民國演義第三十八回 主権を譲り孫部長約に簽し、盛誉を失い熊内閣下台す (讓主權孫部長簽約 失盛譽熊內閣下台)
蒙蔵問題の後退
帝制を密かに進める袁は外交にまで手が回らず、チベットではダライ・ラマが不穏な動きを見せ、現地官僚鍾穎が繰り返し援軍を求めた。袁は滇・蜀の軍を進発させたが、イギリス軍もチベットに入り、駐華英使は中国が増兵すれば民国政府を承認せず、逆にチベット独立を支援すると抗議した。やむなく袁は出兵を止め、ダライ・ラマと交渉して撤兵と引き換えに中国の宗主権を認めさせ、川蔵国境はひとまず落ち着いた。チベット問題を担当していた尹昌衡も召還され兵権を奪われ、蛮地の女性を娶り辺境を乱したとの罪を着せられて拘禁・免職となった。
対露交渉と外蒙古協約
外交総長陸徴祥がロシアと重ねた交渉で領土権のみを確保した中露協約六条と付属十七条を、外蒙古の呼称変更などわずかな修正で国会に諮ったが、進歩党中心の衆議院は容認、国民党中心の参議院は否決し、そのまま二次革命で沙汰止みとなった。国民党失脚後、国会が機能を失う中、ロシア公使クロパトキンはより厳しい四条案を提示し、辺境では小競り合いが続いた。
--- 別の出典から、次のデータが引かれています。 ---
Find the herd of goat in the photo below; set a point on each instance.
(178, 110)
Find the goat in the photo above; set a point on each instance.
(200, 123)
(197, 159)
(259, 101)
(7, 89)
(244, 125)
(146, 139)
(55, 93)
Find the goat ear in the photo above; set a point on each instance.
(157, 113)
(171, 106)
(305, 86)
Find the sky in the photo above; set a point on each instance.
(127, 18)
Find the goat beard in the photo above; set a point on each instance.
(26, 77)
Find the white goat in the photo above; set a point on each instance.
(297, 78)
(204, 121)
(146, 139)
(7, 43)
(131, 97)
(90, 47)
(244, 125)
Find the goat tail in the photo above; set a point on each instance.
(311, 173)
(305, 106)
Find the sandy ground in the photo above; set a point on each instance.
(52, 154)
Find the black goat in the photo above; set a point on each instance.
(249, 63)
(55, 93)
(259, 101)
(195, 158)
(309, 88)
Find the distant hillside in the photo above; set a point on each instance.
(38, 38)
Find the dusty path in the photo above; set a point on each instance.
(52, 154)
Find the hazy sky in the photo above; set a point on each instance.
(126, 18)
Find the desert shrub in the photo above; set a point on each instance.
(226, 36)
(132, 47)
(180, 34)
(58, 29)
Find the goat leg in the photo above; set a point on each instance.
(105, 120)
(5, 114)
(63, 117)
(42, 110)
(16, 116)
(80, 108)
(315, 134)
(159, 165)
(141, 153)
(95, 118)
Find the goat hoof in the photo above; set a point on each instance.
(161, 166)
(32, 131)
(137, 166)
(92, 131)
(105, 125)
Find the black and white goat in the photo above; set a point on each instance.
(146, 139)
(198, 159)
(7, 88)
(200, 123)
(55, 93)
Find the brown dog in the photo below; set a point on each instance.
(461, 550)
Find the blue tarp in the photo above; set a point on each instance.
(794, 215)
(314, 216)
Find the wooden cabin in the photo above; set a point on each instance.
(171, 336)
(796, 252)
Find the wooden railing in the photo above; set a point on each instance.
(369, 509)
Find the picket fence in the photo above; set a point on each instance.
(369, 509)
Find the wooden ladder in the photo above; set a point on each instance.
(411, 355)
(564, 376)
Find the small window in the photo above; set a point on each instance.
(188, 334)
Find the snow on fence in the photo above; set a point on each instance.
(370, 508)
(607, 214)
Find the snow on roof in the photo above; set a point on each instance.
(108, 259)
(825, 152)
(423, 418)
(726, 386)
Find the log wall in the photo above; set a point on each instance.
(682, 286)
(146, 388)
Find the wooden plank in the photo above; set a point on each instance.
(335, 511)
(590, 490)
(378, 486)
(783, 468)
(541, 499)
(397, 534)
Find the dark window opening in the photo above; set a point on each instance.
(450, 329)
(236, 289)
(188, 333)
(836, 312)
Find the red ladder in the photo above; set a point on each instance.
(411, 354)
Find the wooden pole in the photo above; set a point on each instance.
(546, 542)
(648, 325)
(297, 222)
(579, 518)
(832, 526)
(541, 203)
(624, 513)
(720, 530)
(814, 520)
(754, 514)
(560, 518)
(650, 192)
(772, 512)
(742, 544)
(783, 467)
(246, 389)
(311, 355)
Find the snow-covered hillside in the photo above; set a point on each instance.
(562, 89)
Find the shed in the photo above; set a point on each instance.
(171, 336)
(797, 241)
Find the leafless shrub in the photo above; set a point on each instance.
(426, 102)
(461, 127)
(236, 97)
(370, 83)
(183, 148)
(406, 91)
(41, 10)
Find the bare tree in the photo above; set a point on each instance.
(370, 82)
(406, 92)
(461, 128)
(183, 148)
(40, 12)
外交総長が孫宝琦に交代した後、国会不在のまま政府単独で五款の協約を結んだ。内容は、ロシアが外蒙古における中国の主権を認める一方、中国は外蒙古の自治権と内政・商工事務の専権を認め、中国は軍隊駐留や殖民を行わず庫倫に大員を置くにとどめ、ロシアも領事館警備隊以外の駐兵をしないというものであった。あわせて孫宝琦はロシア公使に、外蒙古が中国領土の一部であること、政治・領土交渉には中国政府が関与すること、境界画定は今後協議することなどを声明した。ロシア側は明確な回答をせず、外蒙古は事実上有名無実の存在となった。
約法会議の設置
袁は立法機関とは別に「造法機関」として約法会議を設けることとし、政治会議が起草した約法会議組織条例を裁可・公布した。議員は都市中心の限定選挙で選ばれ、選挙人・被選挙人とも高等官吏経験や専門学校卒業、多額納税などの厳しい資格を課され、当選後も中央審査会の合格を要するなど、実質的に民意を封じ込め政府の意向に沿う人選を可能にする制度であった。
地方自治の廃止と各省議会の停止
続いて法制局官制を改め、法律編査会規則を定め、官による統制を強化した。民国三年二月三日には、湖北・河南・直隷など各省の民政長が「自治会が財政を私し、税を拒み、訴訟に介入して行政を妨げている」と訴えたことを理由に、各地の自治会を一律停止し、財産・文書は知事が接収、不正があれば追及するとの通令を発した。さらに趙秉鈞ら各省都督・民政長が連名で、各省議会も党派対立の弊に陥り政治を混乱させているとして議員の職務停止を求め、袁はこれを政治会議で議決させたうえで承認し、各省議会も撤廃された。あわせて初級審検庁を廃して県知事に事務を吸収させるなど司法権も縮小し、他方で祭天・祀孔などの古式儀礼を盛大に復活させ、皇帝然とした振る舞いを強めた。
熊希齢内閣の瓦解
国務総理熊希齢は当初、政策方針を国会に諮ろうとしたが国会は既に停止され、政治会議に諮ったところ揶揄され、また袁の相次ぐ違法な命令に副署し続けたことで信望を失い、辞意を固めた。袁は財政総長の兼任のみを免じて慰留したが、熊は重ねて辞任を願い出て認められ、外交総長孫宝琦が総理代理となった。熊と縁の深かった司法総長梁啓超、教育総長汪大燮も連座して辞任し、後任に章宗祥・蔡儒楷が就いた。物語の結びに、熊希齢の栄達から失脚までを鳳凰の飛来と帰去になぞらえた詩が添えられる。折しも、ある現職都督が急死したとの知らせが総統府に届く。
評語
中国はロシアに対しては弱腰でありながら、内政では国会・地方自治・省議会をことごとく葬り去った袁の姿勢の落差を指摘し、外蒙古を実質手放してまで内政の専制固めを優先した袁の本音を批判する。総理でありながら是正の声を上げず、居座り続けた熊希齢の態度にも、著者は失望を隠さない。